La curiosità che alcuni vogliono imputare solo alle donne, è un privilegio del genere umano; è forse un organo del cervello, un sesto senso dell'animo, una forma dell'intelletto, pari a quelle create dai frenologi e dai filosofi scozzesi e trascendentali. Gli uomini sono curiosi, ma non solo del passato e del presente, anche del futuro. Fu la curiosità che inventò gli oracoli e le sibille, le divinazioni de' sacrifici, e doveva certamente consigliare ai maghi ed alle streghe di rivelare il futuro. Essi se ne vantavano, profetavano largamente sugli uomini e sulle cose, e si conciliavano la venerazione più per questa facoltà che per le loro malìe.

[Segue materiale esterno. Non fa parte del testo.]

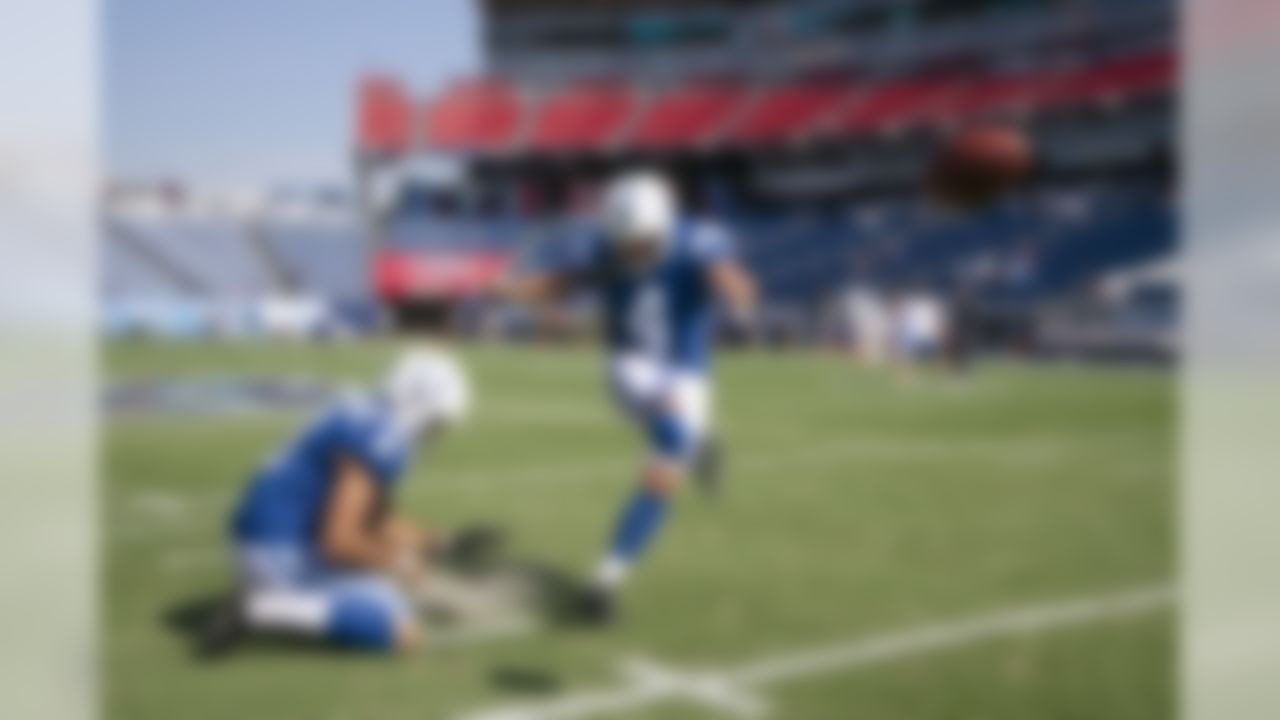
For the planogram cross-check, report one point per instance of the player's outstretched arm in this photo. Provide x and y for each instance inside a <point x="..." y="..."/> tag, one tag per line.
<point x="735" y="288"/>
<point x="344" y="533"/>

L'arte magica poneva ne' suoi elementi la divinazione; ammetteva che l'animo dell'uomo sortì dalla natura una virtù quasi divina, la quale comprende ed è capace di ogni cosa, e da tutto sa argomentare al conoscimento di quanto ne circonda. Da questa formola inducevano i maghi che chiunque potrebbe avere facoltà di conoscere le presenti e le future cose, ove fossero governate soltanto dall'umana saviezza; ma siccome sovente si conducono pel ministero degli spiriti, così a raggiungerle fra il bujo che le involge, voleano che fossero di necessità il sussidio delle potenze occulte. Quindi per rivelare il futuro i maghi o le streghe non pretendevano avere inspirazioni come le sacerdotesse, ma ritrarle dall'arte loro, perchè prendesse maggior credito. Vedevano essi il futuro o per l'evocazione degli spiriti, o leggendolo negli astri, o deducendolo dalle particolari forme e circostanze delle persone che cercavano la rivelazione: usavano i due primi modi più sublimi i maghi, l'ultimo specialmente le streghe.